Your coursework will be presented as a Jupyter notebook (file format: ipynb) with all your tasks clearly labelled.

The notebook should contain the cells with your code and their output, and some brief text explaining your

calculations, choices, mathematical reasoning, and explanation of results. The notebook must be run and outputs of

cells printed. You may produce your notebook with Google Colab, but we recommend to develop your local Jupyter

notebook through the Anaconda environment (or any local Python environment) installed on your computer.

Once you have executed all cells in your notebook and their outputs are printed, also save the notebook as an html

file , which you will also submit.

Submission instructions

The submission will be done online via Turnitin on Blackboard.

The deadline is Wednesday, 24 February 2021 at 5 pm .

You will upload two documents to Blackboard, wrapped into a single zip file :

1) Your Jupyter notebook as an ipynb file .

2) Your notebook exported as an html file .

You are also required to comply with these specific requirements:

● Name your zip file as ‘SurnameCID.zip’, e.g. Smith1234567.zip. Do not submit multiple files.

● Your ipynb file must produce all plots that appear in your html file, i.e., make sure you have run all cells

in the notebook before exporting the html.

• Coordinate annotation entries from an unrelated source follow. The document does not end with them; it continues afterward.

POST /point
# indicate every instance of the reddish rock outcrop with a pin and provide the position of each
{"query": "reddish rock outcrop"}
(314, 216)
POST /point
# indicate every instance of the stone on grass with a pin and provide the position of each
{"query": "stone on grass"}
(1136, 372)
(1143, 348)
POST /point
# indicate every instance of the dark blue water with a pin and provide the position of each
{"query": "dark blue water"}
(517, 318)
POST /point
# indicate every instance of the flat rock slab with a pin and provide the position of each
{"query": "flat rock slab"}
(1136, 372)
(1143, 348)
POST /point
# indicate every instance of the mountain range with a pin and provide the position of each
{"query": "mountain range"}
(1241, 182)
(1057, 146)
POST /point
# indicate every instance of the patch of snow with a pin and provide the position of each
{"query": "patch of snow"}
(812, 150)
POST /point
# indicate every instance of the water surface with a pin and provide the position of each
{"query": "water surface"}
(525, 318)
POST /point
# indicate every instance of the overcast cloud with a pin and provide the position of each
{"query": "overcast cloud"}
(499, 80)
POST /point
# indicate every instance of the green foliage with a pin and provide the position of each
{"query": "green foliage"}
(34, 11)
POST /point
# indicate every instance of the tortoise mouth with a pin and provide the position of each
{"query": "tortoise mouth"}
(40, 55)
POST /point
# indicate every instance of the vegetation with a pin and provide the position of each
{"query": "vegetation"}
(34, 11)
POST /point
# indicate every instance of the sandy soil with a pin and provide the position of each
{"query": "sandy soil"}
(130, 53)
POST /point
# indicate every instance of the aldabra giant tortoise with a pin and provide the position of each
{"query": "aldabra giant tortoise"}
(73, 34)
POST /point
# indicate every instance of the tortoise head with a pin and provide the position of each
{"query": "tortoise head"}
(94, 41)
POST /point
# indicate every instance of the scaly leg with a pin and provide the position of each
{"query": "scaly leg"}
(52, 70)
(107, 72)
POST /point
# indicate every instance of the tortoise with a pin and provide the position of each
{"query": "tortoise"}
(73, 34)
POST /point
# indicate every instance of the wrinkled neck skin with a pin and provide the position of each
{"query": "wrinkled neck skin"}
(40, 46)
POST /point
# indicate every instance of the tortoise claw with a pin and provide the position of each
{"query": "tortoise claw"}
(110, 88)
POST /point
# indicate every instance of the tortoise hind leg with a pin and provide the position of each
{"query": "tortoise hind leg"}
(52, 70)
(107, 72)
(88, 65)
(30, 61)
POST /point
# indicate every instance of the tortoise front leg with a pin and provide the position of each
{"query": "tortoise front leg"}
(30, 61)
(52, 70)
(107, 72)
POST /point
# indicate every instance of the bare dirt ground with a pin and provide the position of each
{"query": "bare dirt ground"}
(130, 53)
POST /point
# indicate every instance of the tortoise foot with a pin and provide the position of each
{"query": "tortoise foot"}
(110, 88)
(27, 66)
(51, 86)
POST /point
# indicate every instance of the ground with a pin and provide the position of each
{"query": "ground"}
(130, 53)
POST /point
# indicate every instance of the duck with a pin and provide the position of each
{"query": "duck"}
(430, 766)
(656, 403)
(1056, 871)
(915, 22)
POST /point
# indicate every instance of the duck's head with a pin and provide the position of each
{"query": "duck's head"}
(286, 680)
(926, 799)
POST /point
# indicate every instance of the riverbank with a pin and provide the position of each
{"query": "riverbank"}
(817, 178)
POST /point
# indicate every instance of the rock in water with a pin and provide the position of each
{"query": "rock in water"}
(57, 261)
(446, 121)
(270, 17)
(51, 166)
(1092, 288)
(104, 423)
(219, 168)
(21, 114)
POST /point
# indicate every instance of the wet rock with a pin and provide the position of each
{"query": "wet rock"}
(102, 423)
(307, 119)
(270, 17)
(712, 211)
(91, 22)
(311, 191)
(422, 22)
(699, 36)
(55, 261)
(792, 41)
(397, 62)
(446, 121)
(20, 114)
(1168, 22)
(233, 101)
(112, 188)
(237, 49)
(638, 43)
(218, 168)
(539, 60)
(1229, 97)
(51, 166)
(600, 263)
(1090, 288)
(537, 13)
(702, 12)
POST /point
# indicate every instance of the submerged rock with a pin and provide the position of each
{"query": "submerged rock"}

● Use clear headings in your notebook to indicate the answers to each question, e.g. ‘Task 1.1’.

Note about online submissions: There are known issues with particular browsers (or settings with cookies or

popup blockers) when submitting to Turnitin. If the submission 'hangs', please try another browser.

You should also check that your files are not empty or corrupted after submission.

To avoid last minute problems with your online submission, we recommend that you upload versions of your

coursework early, before the deadline. You will be able to update your coursework until the deadline, but

having these early versions provides you with some safety back up.

Needless to say, projects must be your own work: You may discuss the analysis with your colleagues but the

code, writing, figures and analysis must be your own. The Department may use code profiling and tools such as

Turnitin to check for plagiarism, as plagiarism cannot be tolerated.

Marks

The coursework is worth 40% of your total mark for the course.

This coursework contains a mastery component for MSc and 4th year MSci students.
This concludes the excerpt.